The totally crap thing about  having a chronic illness is there is not a single day that goes by where you do not obsess about how you feel. I'm sure this is counterproductive but when you feel like someone has been beating you with brass knuckles and cast iron skillets all night and great clumps of hair slide down your back in the shower and you wake up feeling like you are going to vomit unless you hold very still and don't move it is hard to think about anything else.

I spend almost every spare moment sleeping after work and usually on my entire day off too.  I am often too tired to read for very long and it is difficult to stay awake to watch a 90 minute movie. The truth is this last year has been unbelievably sucky and I want to complain about it so I will do it here because it's my blog and I'll bitch if I want to.

I am thinking about buying a pretty pill bag instead of using that plastic SMTWThFS case. This is how I treat myself these days. Ha!

I had PT today and my therapist dug around in my knee forEVER and it hurt so bad I had the shakes afterwards.

I spent the rest of the day on the couch.
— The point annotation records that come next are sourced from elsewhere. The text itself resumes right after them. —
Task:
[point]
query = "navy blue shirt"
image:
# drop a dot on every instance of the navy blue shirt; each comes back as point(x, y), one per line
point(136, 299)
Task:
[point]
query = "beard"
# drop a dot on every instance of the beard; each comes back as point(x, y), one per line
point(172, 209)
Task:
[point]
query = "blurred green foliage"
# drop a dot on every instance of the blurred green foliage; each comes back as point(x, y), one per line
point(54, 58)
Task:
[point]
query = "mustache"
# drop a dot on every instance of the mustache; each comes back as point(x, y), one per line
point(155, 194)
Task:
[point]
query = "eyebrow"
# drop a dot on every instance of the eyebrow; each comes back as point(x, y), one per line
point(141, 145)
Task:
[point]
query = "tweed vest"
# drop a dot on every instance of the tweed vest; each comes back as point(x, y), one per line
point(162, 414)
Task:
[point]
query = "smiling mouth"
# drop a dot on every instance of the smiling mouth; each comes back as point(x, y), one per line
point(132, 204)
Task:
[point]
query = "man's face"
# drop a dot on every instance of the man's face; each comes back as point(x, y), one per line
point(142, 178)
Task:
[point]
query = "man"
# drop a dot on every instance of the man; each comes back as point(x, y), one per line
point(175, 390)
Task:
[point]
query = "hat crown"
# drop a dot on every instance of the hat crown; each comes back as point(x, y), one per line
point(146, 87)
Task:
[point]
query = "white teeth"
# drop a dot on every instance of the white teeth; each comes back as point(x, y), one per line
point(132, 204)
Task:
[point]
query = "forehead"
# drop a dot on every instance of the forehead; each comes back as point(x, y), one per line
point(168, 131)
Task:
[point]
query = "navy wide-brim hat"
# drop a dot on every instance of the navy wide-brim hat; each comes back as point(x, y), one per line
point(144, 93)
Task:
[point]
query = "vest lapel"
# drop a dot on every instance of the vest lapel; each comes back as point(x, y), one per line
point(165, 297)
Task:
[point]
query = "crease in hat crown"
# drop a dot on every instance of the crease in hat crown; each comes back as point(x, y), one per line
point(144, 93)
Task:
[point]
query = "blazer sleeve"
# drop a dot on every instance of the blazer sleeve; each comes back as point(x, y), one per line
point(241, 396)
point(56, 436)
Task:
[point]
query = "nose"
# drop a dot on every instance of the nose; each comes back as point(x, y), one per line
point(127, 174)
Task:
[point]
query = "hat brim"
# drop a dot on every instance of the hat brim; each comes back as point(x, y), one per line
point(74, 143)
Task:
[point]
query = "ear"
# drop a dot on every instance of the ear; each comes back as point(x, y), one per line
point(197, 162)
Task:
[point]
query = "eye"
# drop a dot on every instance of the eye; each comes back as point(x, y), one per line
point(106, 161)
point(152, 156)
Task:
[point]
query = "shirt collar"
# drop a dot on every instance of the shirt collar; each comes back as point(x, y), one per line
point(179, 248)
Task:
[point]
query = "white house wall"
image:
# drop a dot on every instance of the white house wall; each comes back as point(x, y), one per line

For now this is more of my-living-with-chronic-illness blog instead of my poetry blog so let's just roll with it, okay?

Saturday, July 11, 2015


I find it nearly impossible to do anything mostly because a 40 hour work week takes everything I have to give and there is nothing left no energy to write or to make wonderful things like homemade bread or to dream but I am trying to be useful and productive blahblahblah.

This week was feverish and there were chills and nausea and headaches and my knees and ankles are still jacked up and I spent my day off sleeping and I was too tired to even watch anything on netflix or whatever.

Today was better. I made a short trip to the store and I made sandwiches and a fresh pitcher of iced tea and I am reading In Cold Blood and I am reading Jonathan Strange & Mr. Norrell. This has been a weird summer because I have to stay out of the sun. I am grateful for all my books today. I have become an indoor cat.